Eve gelip biraz dinlendim. Ardından gitarımı alıp her zaman gittiğim -arada değişiyor gerçi- meydana gittim.

Hava yavaş yavaş kararmaya başlamıştı. Geceleri dışarı çıkmak hoşuma gidiyordu zaten. Sana karışan yok eden yok. Kalabalık da yok. Tam bana göre.

Gitarımı kılıfından çıkardım ve çalmaya başladım. Aslına bakarsanız kendi kendime oluşturduğum besteleri çalıyordum. Tamamen kendi duygularımla oluşturulmuş besteler....

Oluşturduğum her beste benim için bir duyguyu temsil eder. Müzik sadece müzik değildir aslında. Her notanın altında birşey vardır mutlaka. Bunu müziği dinlemeyi "gerçekten"bilenler anlar sadece.

İnsanlarla konuşmayı pek seven biri olmadım hiçbir zaman. Ama bende insandım sonuçta. Yaşamım kolay geçmedi. -Hâlâ da-
Bu yüzden içimi bir şekilde boşaltmam gerekiyordu. Ama insanlara güvenemiyordum.
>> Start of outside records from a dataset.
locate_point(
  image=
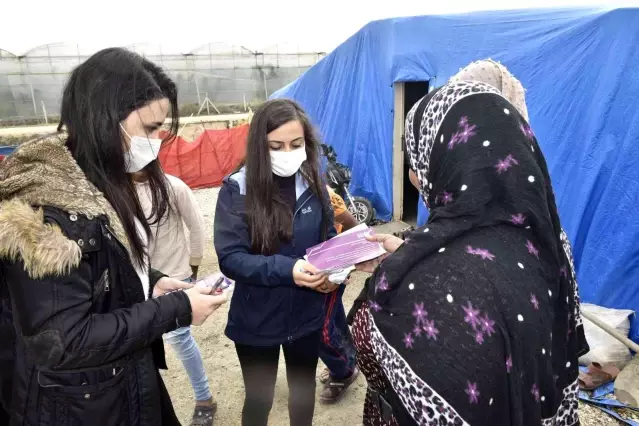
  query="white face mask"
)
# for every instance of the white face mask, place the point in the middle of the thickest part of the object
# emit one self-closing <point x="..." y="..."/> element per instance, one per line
<point x="143" y="150"/>
<point x="286" y="164"/>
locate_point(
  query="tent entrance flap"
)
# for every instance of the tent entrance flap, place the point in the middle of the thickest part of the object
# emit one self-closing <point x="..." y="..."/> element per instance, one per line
<point x="405" y="195"/>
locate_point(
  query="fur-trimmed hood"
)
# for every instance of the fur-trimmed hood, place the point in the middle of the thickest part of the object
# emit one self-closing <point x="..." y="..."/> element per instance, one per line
<point x="43" y="173"/>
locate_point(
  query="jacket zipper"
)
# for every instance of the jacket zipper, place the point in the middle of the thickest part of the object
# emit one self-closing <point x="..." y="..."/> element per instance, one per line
<point x="112" y="233"/>
<point x="290" y="299"/>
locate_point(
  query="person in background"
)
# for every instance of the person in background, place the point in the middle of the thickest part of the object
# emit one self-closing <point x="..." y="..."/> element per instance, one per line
<point x="179" y="257"/>
<point x="473" y="319"/>
<point x="88" y="311"/>
<point x="267" y="215"/>
<point x="337" y="351"/>
<point x="344" y="220"/>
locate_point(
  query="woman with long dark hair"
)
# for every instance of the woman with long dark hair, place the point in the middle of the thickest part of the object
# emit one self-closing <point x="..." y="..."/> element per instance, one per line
<point x="474" y="319"/>
<point x="267" y="215"/>
<point x="88" y="311"/>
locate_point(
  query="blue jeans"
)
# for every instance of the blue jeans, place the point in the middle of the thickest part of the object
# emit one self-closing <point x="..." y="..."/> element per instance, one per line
<point x="188" y="353"/>
<point x="337" y="351"/>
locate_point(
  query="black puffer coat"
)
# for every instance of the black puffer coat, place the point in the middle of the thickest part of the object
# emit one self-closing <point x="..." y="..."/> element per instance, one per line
<point x="88" y="345"/>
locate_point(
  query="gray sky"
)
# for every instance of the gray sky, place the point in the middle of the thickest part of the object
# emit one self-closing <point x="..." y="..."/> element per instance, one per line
<point x="180" y="26"/>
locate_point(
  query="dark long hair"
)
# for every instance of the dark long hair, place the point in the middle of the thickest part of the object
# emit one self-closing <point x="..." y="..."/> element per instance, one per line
<point x="269" y="218"/>
<point x="100" y="94"/>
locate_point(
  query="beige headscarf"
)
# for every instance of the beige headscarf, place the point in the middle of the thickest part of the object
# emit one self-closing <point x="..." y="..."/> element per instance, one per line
<point x="495" y="74"/>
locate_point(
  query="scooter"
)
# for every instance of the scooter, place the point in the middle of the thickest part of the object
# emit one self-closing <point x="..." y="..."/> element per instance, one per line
<point x="339" y="177"/>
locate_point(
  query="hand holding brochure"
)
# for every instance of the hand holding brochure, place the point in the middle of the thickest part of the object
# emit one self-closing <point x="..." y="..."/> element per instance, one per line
<point x="345" y="250"/>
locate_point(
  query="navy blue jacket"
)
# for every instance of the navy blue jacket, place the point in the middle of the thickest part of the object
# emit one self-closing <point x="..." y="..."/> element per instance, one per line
<point x="267" y="307"/>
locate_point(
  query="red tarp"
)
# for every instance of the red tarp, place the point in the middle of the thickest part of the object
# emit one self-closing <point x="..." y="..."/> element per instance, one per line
<point x="204" y="162"/>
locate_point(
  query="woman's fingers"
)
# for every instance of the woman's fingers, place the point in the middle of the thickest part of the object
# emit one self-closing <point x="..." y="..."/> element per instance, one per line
<point x="180" y="285"/>
<point x="312" y="280"/>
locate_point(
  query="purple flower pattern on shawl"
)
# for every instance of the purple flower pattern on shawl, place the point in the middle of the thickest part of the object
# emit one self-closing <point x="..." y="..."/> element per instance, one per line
<point x="431" y="330"/>
<point x="472" y="392"/>
<point x="518" y="219"/>
<point x="465" y="131"/>
<point x="419" y="313"/>
<point x="506" y="163"/>
<point x="472" y="316"/>
<point x="382" y="283"/>
<point x="422" y="325"/>
<point x="408" y="340"/>
<point x="534" y="301"/>
<point x="535" y="391"/>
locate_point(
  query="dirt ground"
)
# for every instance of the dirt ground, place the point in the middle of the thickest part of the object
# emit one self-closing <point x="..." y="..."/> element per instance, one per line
<point x="224" y="371"/>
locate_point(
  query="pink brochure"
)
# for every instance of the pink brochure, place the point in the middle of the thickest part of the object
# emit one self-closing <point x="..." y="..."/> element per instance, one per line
<point x="345" y="250"/>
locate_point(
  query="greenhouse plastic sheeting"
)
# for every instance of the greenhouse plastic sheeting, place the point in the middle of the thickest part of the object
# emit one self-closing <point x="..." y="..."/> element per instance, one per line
<point x="204" y="162"/>
<point x="582" y="79"/>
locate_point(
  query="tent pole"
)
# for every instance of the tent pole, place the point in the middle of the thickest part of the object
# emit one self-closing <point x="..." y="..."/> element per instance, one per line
<point x="398" y="155"/>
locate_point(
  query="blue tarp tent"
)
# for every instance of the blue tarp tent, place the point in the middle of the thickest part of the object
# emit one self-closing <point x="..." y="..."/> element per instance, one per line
<point x="581" y="70"/>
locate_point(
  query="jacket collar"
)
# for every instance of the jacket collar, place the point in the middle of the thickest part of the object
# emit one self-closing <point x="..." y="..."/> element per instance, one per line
<point x="43" y="173"/>
<point x="301" y="185"/>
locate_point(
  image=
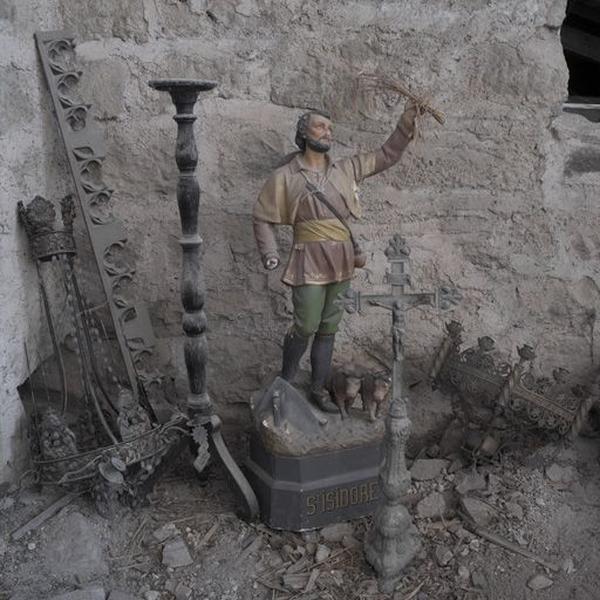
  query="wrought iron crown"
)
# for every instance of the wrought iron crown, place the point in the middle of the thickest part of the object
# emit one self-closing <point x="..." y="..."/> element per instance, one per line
<point x="45" y="239"/>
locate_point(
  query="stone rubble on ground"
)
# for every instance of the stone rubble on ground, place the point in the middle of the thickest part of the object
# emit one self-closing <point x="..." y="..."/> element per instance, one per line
<point x="539" y="582"/>
<point x="425" y="469"/>
<point x="176" y="554"/>
<point x="433" y="506"/>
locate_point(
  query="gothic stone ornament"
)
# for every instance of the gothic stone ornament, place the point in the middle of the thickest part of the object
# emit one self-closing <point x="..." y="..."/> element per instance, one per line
<point x="184" y="94"/>
<point x="556" y="404"/>
<point x="85" y="152"/>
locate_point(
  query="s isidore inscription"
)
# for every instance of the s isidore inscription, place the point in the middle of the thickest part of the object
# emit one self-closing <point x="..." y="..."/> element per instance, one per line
<point x="338" y="498"/>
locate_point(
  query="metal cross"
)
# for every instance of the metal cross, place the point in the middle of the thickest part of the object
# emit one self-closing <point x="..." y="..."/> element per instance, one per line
<point x="398" y="277"/>
<point x="394" y="540"/>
Bende bunu müzik aracılığı ile yapıyorum işte. Ağzım değil notalar konuşuyor benim için . Herşeyimi benim yerime onlar anlatıyor. Belki şuan size saçma geliyor olabilir. Ama öyle değil...

Notalar içinde kaybolmuşken, tanıdık bir ses duydum. Normalde umrumda olmazdı ama bu ses çığlık sesiydi. Etrafıma baktım görünürde birşey yoktu.

Gitarımı geri kılıfına koydum ve bankta indirdim. Kimsenin almayacağını biliyordum zaten.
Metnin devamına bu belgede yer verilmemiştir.